Patients who started treatment with fampridine from May 2014 to October 2014 were included. Primary and secondary outcomes were Timed 25-Foot Walk (T25FW) and MS Walking Scale-12 (MSWS-12) respectively, measured at baseline and 2 weeks, 3 and 6 months. Adherence was measured by the Morisky–Green questionnaire, patient satisfaction with a visual analogue scale (VAS) and QOL with improvement in mobility, self-care, daily activities, pain/discomfort or anxiety/depression.
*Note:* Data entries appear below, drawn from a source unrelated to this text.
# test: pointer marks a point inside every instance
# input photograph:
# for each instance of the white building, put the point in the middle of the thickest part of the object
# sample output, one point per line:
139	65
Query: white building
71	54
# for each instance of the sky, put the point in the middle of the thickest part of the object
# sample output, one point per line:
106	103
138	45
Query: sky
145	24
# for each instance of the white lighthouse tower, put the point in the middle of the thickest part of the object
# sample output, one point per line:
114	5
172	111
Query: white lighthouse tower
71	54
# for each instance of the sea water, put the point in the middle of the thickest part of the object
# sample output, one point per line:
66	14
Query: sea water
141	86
30 patients (46.7% women) of mean age 39 years, mean MS duration 13.7 years, mean Expanded Disability Status Scale score 5.8, 57% with relapsing-remitting MS were included. 22 patients (73%) continued to take treatment throughout the study period. Two weeks after treatment initiation all measures improved significantly from baseline (T25FW: −7.5 s, p<0.05; MSWS-12: −36.7, p<0.05). At 6 months, walking speed and self-perceived walking ability were significantly improved (T25FW: −3.8 s, p<0.05; MSWS-12: −30.0, p<0.05). Adverse events were reported by 30% of patients. Seizures were registered in one patient. 70% of patients were adherent with treatment. Median (IQR) general satisfaction VAS score was 8 (7–9). Patients reported an improvement in mobility (70%), anxiety/depression (33.3%), self-care (23.3%), daily activities (23.3%) and pain/discomfort (3.3%).


Fampridine is effective and safe in patients with MS in real clinical practice up to 6 months. Adherence to treatment was suboptimal but patients' general satisfaction was high and fampridine improved several items of QOL.